Failure to Validate Association between Variants on 12p13 and Ischemic Stroke

Summary

A meta-analysis of genomewide association studies (GWAS) did not validate findings that associated the single-nucleotide polymorphisms rs12425791 and rs11833579 with stroke. Members of the International Stroke Genetics Consortium detail findings from this meta-analysis.

  • neurology clinical trials
  • cerebrovascular disease
  • neurology genomics
  • ischemia

A meta-analysis of genomewide association studies (GWAS) did not validate findings that associated the single-nucleotide polymorphisms rs12425791 and rs11833579 with stroke. Representing the members of the International Stroke Genetics Consortium, Jonathan Rosand, MD, MSc, Massachusetts General Hospital, Boston, MA, detailed findings from this meta-analysis.

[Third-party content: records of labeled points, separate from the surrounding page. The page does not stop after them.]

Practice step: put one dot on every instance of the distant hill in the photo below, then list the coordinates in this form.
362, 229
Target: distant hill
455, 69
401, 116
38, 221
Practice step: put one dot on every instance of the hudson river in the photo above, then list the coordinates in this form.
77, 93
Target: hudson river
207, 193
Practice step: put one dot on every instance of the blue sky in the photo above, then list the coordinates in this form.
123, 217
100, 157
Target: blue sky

A previous GWAS found that two intergenic single-nucleotide polymorphisms (SNPs), rs12425791 and rs11833579, on chromosome 12p13 and within 11 kb of the NINJ2 gene were associated with stroke [Ikram MA et al. N Engl J Med 2009]. The International Stroke Genetics Consortium set out to validate these results in a meta-analysis that was conducted using a combined sample of 8637 cases and 8733 controls of European ancestry and one population-based genomewide cohort study of 278 ischemic strokes among 22,054 subjects. Investigators evaluated associations between the two SNPs and ischemic stroke, incident stroke, and stroke subtypes (according to Trial of ORG 10172 in Acute Stroke Treatment [TOAST] criteria). Similar analyses were performed in cases and controls of African-American, Pakistani, and Chinese ancestry.

This well-powered meta-analysis detected no association between rs12425791 or rs11833579 and ischemic stroke in the cohort of European ancestry (OR, 0.97; 95% CI, 0.91 to 1.04; p=0.41 and OR, 1.02; 95% CI, 0.95 to 1.10; p=0.55, respectively). Additionally, no association was found for atherothrombotic stroke, incident ischemic stroke, recurrent ischemic stroke, or any of the ischemic stroke subtypes with regard to either SNP, according to 2235 cases (p>0.10 for all stroke categories). The original meta-analysis reported significant heterogeneity (rs11833579: heterogeneity p=0.073, l2=56.1%; rs12425791: p=0.15, l2=42.1%). However, no significant heterogeneity was observed in the current meta-analysis by the consortium (heterogeneity p>0.20; l2<20%).

Based on these results, members of the International Stroke Genetics Consortium concluded that these SNPs were not associated with increased risk for ischemic stroke.